La señora me dio muchos tarritos con cosas. Pastillas dijo. A la persona que estaba al lado mio le explico algo que anotaron en un papel. Me dieron un bolso y me llevaron a otra casa que no era la mía. Y dormí. Dormí uno. Dormí dos. Dormí tres días seguidos. Y cuando me desperté todavía estaba cansada. Y quería seguir durmiendo. La pastilla del día me despertaba. La pastilla de la tarde me hacía mirar un punto.
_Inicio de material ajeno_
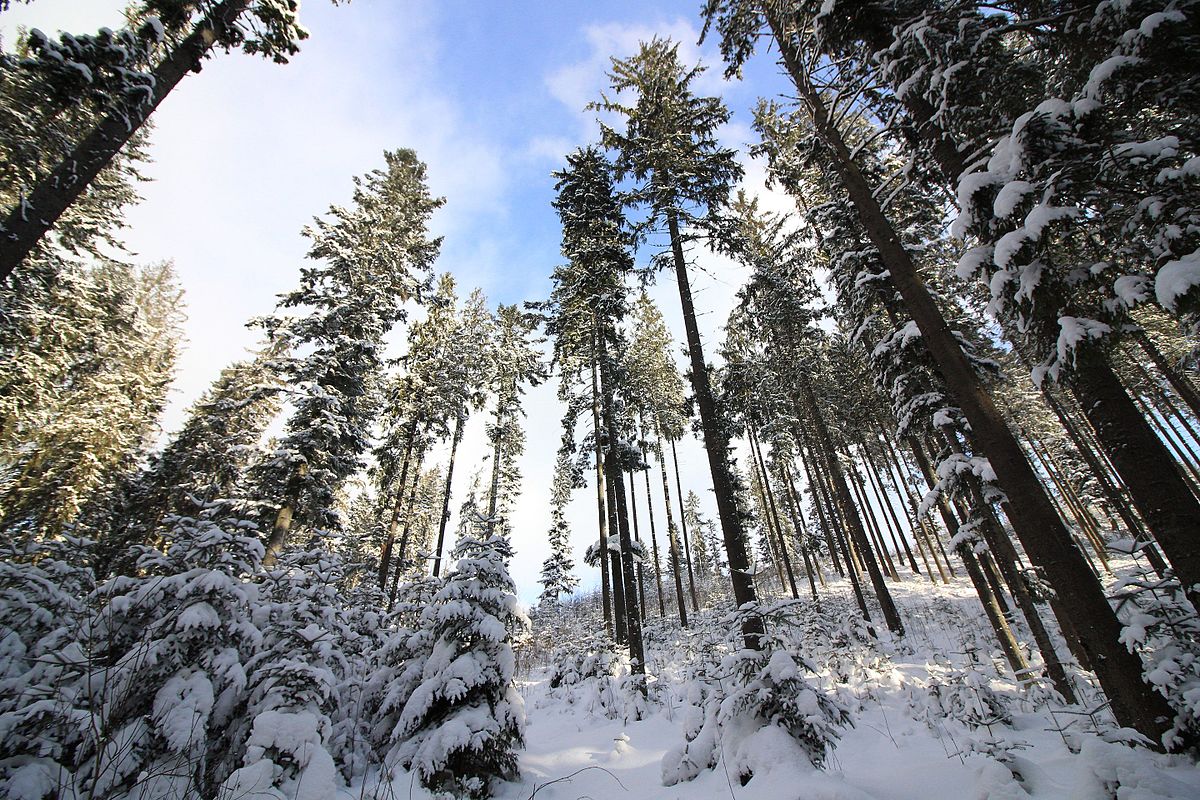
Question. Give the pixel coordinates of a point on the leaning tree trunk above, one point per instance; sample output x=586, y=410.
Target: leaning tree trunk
x=629, y=578
x=672, y=539
x=61, y=187
x=1133, y=701
x=855, y=524
x=683, y=531
x=654, y=539
x=394, y=523
x=717, y=445
x=1161, y=494
x=445, y=494
x=756, y=455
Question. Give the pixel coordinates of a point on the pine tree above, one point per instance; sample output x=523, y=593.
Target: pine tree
x=93, y=400
x=462, y=723
x=557, y=576
x=171, y=644
x=657, y=394
x=370, y=258
x=294, y=680
x=670, y=148
x=516, y=364
x=204, y=463
x=174, y=37
x=1043, y=534
x=585, y=308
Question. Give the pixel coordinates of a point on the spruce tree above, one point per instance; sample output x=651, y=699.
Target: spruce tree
x=683, y=175
x=463, y=721
x=132, y=72
x=369, y=259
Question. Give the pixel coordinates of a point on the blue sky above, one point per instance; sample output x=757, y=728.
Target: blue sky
x=491, y=95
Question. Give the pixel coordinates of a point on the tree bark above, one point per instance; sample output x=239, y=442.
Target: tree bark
x=629, y=579
x=654, y=539
x=717, y=445
x=891, y=614
x=781, y=546
x=683, y=531
x=672, y=540
x=37, y=212
x=394, y=523
x=1134, y=703
x=601, y=503
x=1162, y=495
x=445, y=494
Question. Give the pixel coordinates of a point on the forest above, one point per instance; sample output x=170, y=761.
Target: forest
x=945, y=540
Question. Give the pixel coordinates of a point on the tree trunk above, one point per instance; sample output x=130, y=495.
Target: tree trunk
x=41, y=209
x=613, y=555
x=873, y=529
x=394, y=523
x=898, y=539
x=717, y=446
x=891, y=614
x=601, y=503
x=683, y=531
x=1107, y=480
x=819, y=509
x=672, y=539
x=280, y=531
x=797, y=516
x=1181, y=385
x=629, y=579
x=654, y=540
x=637, y=537
x=1134, y=703
x=1164, y=499
x=780, y=545
x=445, y=494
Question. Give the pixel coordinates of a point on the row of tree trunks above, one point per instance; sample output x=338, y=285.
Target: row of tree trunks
x=1045, y=539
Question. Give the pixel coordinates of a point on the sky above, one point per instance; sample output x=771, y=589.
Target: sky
x=491, y=95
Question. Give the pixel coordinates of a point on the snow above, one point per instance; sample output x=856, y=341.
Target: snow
x=1176, y=280
x=1011, y=196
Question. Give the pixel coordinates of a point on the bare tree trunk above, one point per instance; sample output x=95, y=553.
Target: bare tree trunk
x=637, y=537
x=756, y=455
x=629, y=579
x=672, y=539
x=601, y=503
x=891, y=614
x=394, y=523
x=445, y=494
x=654, y=540
x=1108, y=481
x=683, y=531
x=717, y=446
x=1134, y=702
x=41, y=209
x=822, y=521
x=1181, y=385
x=801, y=533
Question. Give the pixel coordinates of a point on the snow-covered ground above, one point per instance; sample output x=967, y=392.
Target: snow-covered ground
x=907, y=701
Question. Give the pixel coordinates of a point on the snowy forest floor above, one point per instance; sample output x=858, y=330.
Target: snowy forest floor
x=929, y=717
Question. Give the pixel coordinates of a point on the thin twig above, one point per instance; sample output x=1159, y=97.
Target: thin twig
x=568, y=777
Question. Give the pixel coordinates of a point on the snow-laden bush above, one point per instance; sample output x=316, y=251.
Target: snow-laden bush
x=751, y=696
x=169, y=650
x=587, y=674
x=43, y=662
x=964, y=695
x=295, y=678
x=1164, y=629
x=461, y=726
x=397, y=663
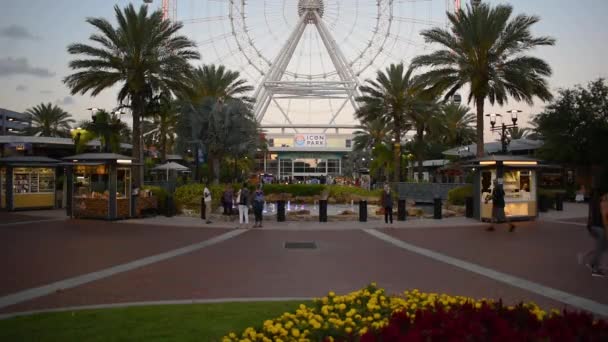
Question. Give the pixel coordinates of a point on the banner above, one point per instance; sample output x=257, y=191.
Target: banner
x=309, y=140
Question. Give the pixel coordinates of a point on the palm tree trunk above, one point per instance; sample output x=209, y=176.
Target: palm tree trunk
x=397, y=154
x=163, y=143
x=137, y=104
x=479, y=102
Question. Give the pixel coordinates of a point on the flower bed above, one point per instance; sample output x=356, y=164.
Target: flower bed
x=372, y=315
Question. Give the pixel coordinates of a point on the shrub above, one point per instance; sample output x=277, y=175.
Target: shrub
x=372, y=315
x=161, y=195
x=458, y=195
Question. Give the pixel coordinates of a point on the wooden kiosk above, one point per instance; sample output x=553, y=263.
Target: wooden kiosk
x=520, y=183
x=99, y=186
x=27, y=182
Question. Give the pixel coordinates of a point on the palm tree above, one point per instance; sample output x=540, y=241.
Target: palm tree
x=392, y=97
x=485, y=49
x=49, y=121
x=518, y=133
x=143, y=54
x=369, y=134
x=455, y=126
x=106, y=127
x=217, y=82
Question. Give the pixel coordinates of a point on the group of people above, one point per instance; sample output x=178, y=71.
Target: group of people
x=243, y=200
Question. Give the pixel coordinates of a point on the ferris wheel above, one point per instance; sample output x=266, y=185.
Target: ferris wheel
x=306, y=58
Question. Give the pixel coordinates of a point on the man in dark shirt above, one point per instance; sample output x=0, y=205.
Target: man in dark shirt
x=498, y=207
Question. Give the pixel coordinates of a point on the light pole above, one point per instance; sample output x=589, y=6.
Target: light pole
x=502, y=129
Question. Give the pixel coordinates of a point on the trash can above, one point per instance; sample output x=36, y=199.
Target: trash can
x=323, y=211
x=203, y=209
x=468, y=201
x=559, y=202
x=362, y=211
x=281, y=211
x=437, y=208
x=401, y=210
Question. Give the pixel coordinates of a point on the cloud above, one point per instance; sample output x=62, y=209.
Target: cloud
x=20, y=66
x=17, y=32
x=66, y=101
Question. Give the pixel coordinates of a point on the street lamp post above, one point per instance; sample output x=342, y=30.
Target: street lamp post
x=502, y=129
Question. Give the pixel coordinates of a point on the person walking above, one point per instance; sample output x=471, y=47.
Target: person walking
x=597, y=222
x=387, y=204
x=207, y=199
x=498, y=207
x=243, y=200
x=258, y=207
x=227, y=200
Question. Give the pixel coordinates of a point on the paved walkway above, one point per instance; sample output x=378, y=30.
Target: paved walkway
x=74, y=263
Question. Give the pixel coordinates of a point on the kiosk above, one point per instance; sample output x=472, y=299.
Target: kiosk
x=27, y=182
x=99, y=186
x=520, y=183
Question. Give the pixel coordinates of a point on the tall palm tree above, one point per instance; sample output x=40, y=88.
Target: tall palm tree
x=49, y=121
x=217, y=82
x=518, y=133
x=143, y=54
x=455, y=126
x=485, y=48
x=393, y=96
x=369, y=134
x=106, y=127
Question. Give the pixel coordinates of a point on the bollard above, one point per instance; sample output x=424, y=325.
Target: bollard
x=169, y=204
x=437, y=209
x=542, y=204
x=323, y=211
x=133, y=206
x=203, y=209
x=401, y=210
x=362, y=211
x=280, y=211
x=469, y=207
x=559, y=202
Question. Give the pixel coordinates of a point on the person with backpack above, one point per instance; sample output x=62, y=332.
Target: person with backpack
x=208, y=204
x=597, y=222
x=387, y=204
x=498, y=207
x=243, y=201
x=258, y=207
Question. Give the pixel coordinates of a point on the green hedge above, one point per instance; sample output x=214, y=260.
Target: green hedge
x=161, y=195
x=458, y=195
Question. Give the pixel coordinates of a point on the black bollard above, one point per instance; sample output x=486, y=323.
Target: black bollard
x=401, y=210
x=170, y=206
x=362, y=211
x=559, y=202
x=133, y=206
x=203, y=209
x=323, y=211
x=543, y=206
x=281, y=211
x=469, y=207
x=437, y=209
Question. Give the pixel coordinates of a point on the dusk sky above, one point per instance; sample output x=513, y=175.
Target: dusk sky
x=34, y=35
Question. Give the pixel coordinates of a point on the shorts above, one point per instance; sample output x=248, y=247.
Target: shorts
x=498, y=213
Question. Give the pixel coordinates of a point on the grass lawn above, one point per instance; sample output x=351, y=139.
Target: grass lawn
x=196, y=322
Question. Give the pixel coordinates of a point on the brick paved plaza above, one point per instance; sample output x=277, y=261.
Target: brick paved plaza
x=50, y=263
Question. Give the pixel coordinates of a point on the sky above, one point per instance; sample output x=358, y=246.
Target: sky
x=34, y=35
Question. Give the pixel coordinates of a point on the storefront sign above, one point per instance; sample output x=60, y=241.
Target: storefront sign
x=309, y=140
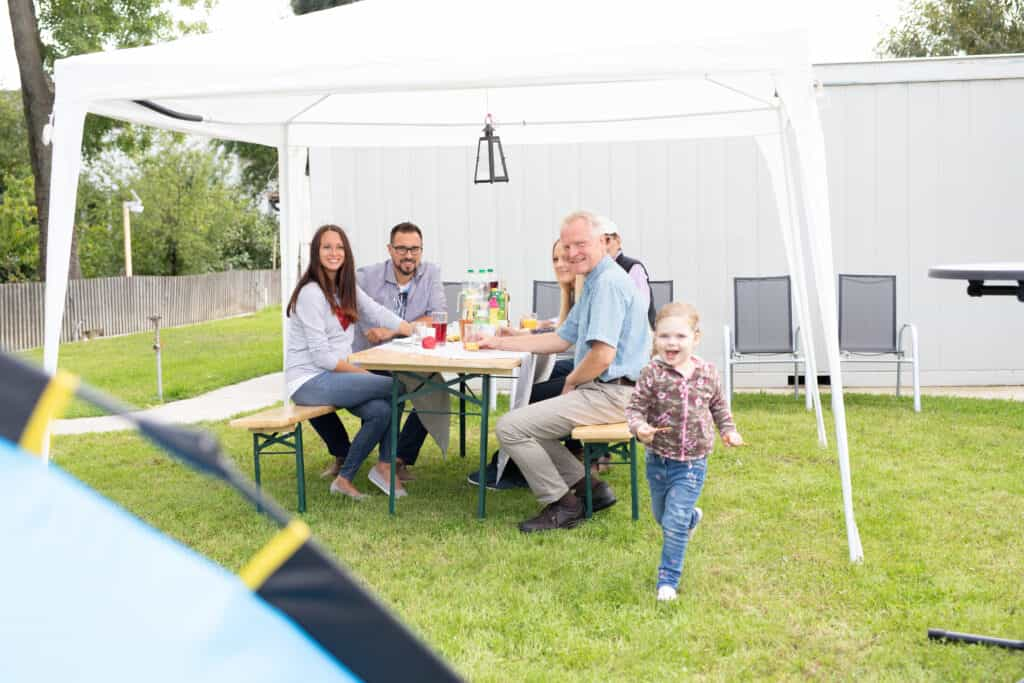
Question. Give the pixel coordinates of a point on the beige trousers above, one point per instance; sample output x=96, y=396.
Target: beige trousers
x=531, y=435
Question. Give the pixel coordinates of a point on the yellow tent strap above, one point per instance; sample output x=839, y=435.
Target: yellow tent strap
x=50, y=406
x=273, y=554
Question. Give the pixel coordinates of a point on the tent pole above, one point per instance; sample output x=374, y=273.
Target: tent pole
x=69, y=121
x=810, y=161
x=811, y=383
x=285, y=246
x=772, y=150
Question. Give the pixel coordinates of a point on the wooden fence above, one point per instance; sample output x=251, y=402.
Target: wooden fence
x=107, y=306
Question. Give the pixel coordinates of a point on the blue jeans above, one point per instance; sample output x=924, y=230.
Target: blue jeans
x=675, y=487
x=366, y=396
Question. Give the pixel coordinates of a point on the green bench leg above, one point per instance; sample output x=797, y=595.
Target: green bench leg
x=300, y=471
x=633, y=479
x=594, y=452
x=292, y=440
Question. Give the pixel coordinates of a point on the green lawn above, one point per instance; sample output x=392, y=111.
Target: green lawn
x=197, y=358
x=768, y=590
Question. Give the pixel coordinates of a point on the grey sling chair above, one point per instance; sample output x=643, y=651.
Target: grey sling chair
x=867, y=327
x=662, y=292
x=764, y=332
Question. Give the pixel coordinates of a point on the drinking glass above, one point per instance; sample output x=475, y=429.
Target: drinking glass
x=440, y=326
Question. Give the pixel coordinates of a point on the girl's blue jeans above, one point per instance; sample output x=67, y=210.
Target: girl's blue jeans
x=675, y=486
x=368, y=397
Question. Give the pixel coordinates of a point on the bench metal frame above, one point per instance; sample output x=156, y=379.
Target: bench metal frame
x=292, y=441
x=627, y=454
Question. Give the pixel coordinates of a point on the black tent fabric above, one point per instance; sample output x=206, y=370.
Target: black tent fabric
x=291, y=572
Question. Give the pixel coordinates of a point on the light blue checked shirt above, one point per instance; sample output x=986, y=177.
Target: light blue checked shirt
x=609, y=310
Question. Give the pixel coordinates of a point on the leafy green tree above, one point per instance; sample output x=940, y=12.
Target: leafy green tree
x=98, y=226
x=946, y=28
x=196, y=219
x=64, y=28
x=258, y=163
x=13, y=142
x=18, y=248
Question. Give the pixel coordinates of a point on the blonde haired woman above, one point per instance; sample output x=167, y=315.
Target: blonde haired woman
x=569, y=286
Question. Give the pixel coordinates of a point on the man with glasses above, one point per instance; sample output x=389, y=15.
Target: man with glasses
x=414, y=291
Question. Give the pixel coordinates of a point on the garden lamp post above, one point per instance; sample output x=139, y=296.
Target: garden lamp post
x=128, y=208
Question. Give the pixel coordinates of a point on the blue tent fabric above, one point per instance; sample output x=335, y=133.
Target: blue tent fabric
x=90, y=593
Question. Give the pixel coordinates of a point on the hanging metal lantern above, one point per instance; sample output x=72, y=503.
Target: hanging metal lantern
x=489, y=156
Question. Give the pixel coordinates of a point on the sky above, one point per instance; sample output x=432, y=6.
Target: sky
x=841, y=30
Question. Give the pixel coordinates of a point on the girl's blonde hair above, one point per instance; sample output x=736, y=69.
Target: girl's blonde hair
x=676, y=309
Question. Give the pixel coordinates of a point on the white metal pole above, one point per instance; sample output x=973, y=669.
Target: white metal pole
x=126, y=212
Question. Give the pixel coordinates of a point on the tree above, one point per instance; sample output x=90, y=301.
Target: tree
x=75, y=27
x=946, y=28
x=196, y=219
x=13, y=141
x=17, y=229
x=259, y=165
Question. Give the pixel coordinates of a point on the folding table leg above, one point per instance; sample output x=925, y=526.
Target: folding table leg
x=462, y=415
x=300, y=470
x=393, y=437
x=484, y=410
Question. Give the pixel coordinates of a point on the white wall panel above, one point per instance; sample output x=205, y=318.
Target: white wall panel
x=920, y=173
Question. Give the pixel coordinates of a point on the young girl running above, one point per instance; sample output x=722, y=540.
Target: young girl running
x=672, y=409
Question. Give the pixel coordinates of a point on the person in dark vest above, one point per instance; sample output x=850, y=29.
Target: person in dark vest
x=634, y=268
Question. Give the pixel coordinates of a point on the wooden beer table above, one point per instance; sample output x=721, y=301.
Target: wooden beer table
x=402, y=358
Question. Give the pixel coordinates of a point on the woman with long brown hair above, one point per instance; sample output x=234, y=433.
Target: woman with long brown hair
x=322, y=316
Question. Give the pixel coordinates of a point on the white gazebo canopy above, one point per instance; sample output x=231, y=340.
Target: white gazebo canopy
x=408, y=73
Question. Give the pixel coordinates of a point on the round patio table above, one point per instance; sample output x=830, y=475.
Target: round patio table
x=976, y=275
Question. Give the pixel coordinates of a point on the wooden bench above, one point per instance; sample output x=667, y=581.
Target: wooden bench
x=282, y=426
x=611, y=439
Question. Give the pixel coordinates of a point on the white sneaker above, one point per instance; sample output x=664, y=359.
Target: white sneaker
x=697, y=516
x=378, y=480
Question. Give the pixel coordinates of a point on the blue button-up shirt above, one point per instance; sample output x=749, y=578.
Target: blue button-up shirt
x=425, y=295
x=609, y=310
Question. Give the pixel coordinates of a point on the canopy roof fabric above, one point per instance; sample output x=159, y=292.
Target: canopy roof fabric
x=407, y=73
x=404, y=72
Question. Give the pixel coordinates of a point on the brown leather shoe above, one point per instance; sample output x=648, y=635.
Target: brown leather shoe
x=332, y=471
x=556, y=515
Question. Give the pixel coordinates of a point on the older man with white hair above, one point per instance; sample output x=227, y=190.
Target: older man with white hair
x=606, y=326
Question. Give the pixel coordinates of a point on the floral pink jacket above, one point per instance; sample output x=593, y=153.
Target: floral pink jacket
x=664, y=397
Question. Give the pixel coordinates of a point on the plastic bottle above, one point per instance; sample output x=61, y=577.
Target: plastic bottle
x=493, y=308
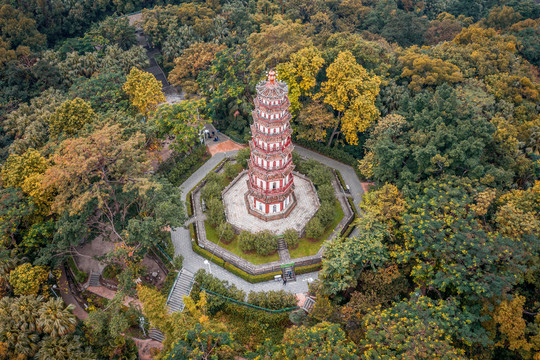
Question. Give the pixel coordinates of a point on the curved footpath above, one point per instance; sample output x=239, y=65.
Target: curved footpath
x=181, y=237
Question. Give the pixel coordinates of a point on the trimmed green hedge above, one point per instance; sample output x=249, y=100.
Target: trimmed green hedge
x=80, y=276
x=334, y=153
x=307, y=269
x=248, y=277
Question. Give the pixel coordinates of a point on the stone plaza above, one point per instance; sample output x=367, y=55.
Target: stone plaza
x=238, y=216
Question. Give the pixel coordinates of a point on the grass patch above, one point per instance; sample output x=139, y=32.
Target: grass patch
x=234, y=247
x=307, y=247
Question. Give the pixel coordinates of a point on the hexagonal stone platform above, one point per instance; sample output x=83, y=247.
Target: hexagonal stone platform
x=238, y=216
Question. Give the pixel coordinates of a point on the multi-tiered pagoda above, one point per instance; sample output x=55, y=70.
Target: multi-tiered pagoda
x=270, y=186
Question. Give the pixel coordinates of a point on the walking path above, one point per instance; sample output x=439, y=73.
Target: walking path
x=181, y=237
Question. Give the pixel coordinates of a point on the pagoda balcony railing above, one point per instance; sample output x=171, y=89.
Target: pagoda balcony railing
x=273, y=170
x=272, y=107
x=268, y=136
x=274, y=151
x=256, y=116
x=270, y=192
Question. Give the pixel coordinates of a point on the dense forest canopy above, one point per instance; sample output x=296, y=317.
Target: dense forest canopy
x=434, y=102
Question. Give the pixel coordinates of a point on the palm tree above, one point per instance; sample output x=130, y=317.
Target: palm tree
x=55, y=319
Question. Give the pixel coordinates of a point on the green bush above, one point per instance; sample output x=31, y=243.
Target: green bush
x=333, y=152
x=314, y=229
x=211, y=190
x=274, y=300
x=80, y=276
x=291, y=238
x=178, y=168
x=232, y=170
x=307, y=269
x=246, y=241
x=242, y=157
x=248, y=277
x=265, y=243
x=216, y=211
x=325, y=214
x=326, y=193
x=226, y=232
x=111, y=271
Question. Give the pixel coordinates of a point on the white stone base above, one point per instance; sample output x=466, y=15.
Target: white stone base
x=238, y=216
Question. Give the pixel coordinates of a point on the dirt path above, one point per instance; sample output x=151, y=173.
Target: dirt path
x=68, y=298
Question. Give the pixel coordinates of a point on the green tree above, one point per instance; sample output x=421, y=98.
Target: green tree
x=71, y=117
x=181, y=120
x=419, y=328
x=324, y=340
x=351, y=91
x=346, y=258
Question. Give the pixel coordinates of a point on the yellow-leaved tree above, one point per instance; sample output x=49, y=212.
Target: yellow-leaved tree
x=144, y=91
x=351, y=91
x=300, y=74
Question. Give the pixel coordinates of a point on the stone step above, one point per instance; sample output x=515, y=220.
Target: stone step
x=94, y=279
x=289, y=270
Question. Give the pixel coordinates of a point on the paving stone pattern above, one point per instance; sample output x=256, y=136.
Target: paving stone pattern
x=182, y=240
x=307, y=204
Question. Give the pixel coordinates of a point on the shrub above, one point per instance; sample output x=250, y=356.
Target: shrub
x=231, y=170
x=226, y=232
x=291, y=238
x=246, y=241
x=326, y=193
x=211, y=190
x=325, y=213
x=208, y=281
x=314, y=229
x=216, y=211
x=111, y=271
x=242, y=157
x=274, y=300
x=265, y=243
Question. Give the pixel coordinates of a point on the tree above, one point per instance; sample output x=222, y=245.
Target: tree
x=351, y=91
x=314, y=120
x=452, y=254
x=324, y=340
x=427, y=71
x=300, y=74
x=274, y=44
x=71, y=117
x=102, y=181
x=346, y=258
x=26, y=279
x=419, y=328
x=143, y=90
x=193, y=60
x=26, y=172
x=291, y=238
x=181, y=120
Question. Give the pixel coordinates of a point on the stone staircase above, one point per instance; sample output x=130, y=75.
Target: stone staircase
x=156, y=335
x=289, y=270
x=94, y=279
x=181, y=287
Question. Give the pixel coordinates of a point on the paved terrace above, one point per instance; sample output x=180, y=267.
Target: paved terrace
x=181, y=237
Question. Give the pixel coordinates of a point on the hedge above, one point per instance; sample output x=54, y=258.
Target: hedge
x=80, y=276
x=248, y=277
x=334, y=153
x=308, y=268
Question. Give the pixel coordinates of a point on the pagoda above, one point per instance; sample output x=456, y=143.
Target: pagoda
x=270, y=192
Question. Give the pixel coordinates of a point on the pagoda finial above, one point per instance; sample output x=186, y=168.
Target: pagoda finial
x=271, y=76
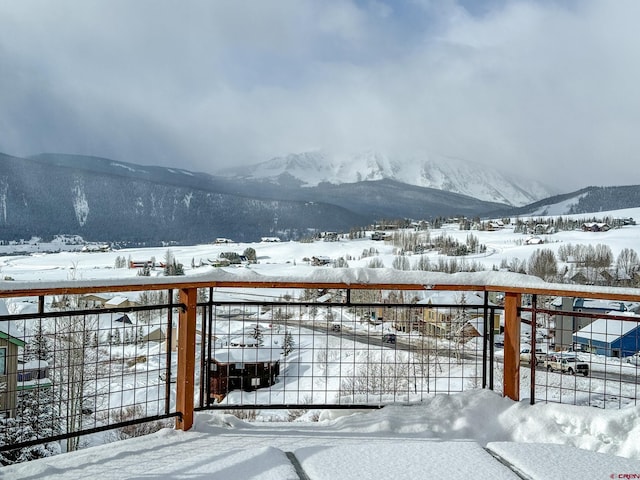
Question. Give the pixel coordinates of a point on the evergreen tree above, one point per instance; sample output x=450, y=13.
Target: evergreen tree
x=39, y=346
x=288, y=343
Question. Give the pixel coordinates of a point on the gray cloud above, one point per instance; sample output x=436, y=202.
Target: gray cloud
x=544, y=89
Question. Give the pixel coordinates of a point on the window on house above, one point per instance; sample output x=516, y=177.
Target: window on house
x=3, y=360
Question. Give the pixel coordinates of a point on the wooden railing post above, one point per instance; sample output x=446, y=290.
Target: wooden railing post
x=512, y=346
x=186, y=358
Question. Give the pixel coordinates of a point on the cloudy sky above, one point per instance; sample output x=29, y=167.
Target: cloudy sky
x=548, y=88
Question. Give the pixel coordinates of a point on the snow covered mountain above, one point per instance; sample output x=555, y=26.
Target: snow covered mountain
x=441, y=173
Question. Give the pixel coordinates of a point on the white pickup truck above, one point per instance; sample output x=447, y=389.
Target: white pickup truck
x=566, y=363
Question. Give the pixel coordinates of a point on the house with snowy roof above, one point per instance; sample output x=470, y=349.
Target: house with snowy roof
x=439, y=309
x=567, y=325
x=120, y=301
x=242, y=369
x=612, y=338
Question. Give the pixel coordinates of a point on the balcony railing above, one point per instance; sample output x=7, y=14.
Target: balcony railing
x=71, y=367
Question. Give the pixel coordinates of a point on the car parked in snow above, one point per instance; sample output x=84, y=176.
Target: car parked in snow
x=525, y=355
x=389, y=338
x=566, y=363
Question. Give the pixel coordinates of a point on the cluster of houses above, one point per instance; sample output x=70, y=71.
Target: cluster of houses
x=438, y=314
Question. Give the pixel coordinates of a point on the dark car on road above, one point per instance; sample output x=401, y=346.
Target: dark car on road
x=389, y=338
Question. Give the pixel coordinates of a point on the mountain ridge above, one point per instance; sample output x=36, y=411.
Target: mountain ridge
x=441, y=173
x=106, y=200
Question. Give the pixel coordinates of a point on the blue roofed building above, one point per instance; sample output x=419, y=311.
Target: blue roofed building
x=612, y=338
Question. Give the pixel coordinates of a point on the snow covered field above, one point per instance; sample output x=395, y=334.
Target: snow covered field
x=320, y=365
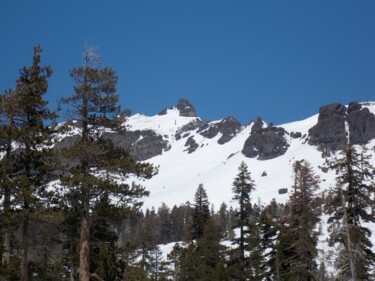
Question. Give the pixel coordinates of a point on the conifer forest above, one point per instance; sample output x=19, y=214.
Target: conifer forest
x=69, y=212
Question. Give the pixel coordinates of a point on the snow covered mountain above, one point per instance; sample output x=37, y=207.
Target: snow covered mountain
x=188, y=151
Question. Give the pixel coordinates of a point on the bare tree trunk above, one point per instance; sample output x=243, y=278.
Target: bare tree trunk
x=84, y=252
x=6, y=238
x=350, y=251
x=25, y=246
x=6, y=254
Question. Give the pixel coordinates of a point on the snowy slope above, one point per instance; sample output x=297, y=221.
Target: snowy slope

La pastilla de la noche me hacía dormir. «Ma, quiero mis libros» le dije un día. «Ma, quiero mi casa». «Ma, quiero mi vida». «No podes todavía, tenes que ponerte bien».
No se cuanto tiempo pasó de la rutina de la señora, las pastillas y el sueño.
Por fuera reía. Iba, venía, contestaba y hablaba lo justo y necesario para que pensaran que todo iba bien. Interactuaba. Con el tiempo volví a escuchar música. Con el tiempo volví a leer y a escribir. Siempre haciendo un personaje, un animal de Pavlov. Sonrisa, libro. Palabra, película. Salida, libro.
Un día me dijeron que me podía ir con mis libros. Que podía volver a mi radio reloj. Que podía volver a mi vida.